Con frecuencia dedico tiempo de cada día a regar las plantas del jardín de casa. Lo hago temprano o en la noche. Disfruto el clima fresco, el viento que penetra los pulmones y reanima. Lo hago con ropa cómoda, con calzado descubierto, sin prisa, ligero de vestido. Es un ejercicio silencioso, ideal para la reflexión, ordenar agendas o balancear hechos.

Me gusta regar cuando sobra tiempo. Disfruto el sonido del agua al salir de la manguera, ver un retoño en los árboles o plantas, los mil tonos del verde.

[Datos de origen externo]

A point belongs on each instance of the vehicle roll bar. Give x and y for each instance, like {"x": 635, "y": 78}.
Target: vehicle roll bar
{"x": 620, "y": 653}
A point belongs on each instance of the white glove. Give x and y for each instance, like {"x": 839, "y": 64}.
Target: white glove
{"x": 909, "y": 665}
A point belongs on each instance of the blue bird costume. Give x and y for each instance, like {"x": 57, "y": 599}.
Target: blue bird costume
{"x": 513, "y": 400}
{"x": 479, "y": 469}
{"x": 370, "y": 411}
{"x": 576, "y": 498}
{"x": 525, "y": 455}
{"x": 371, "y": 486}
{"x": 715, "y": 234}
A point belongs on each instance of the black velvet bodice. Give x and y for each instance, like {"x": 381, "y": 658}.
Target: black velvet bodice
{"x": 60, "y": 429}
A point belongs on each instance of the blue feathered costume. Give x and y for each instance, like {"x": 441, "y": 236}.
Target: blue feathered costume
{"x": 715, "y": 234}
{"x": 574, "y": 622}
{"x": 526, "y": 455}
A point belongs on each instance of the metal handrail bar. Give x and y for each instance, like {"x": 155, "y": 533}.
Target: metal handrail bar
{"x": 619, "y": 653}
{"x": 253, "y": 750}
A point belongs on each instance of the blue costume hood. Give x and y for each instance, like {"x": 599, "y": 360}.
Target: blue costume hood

Es una hora, o poco menos, de reposo productivo. Pero lo que más disfruto, lo recomprobé hoy, es disparar el chorro del agua hacia las hojas una vez que inundé las raíces.

Me gusta pensar que las hojas disfrutan el chorro del agua, que se mueven caprichosas y se agitan alegres. Imagino que las hojitas tienen conciencia y piensan, que sonríen cuando las despierta el agua. Que por las mañanas les encanta prepararse para los rayos del sol, o por la noche, para la frescura de la noche.

No sé cuánto hay de delirio y cuánto de realidad, pero importa poquito. Me gusta regalarles una alegría a las hojitas de mis árboles.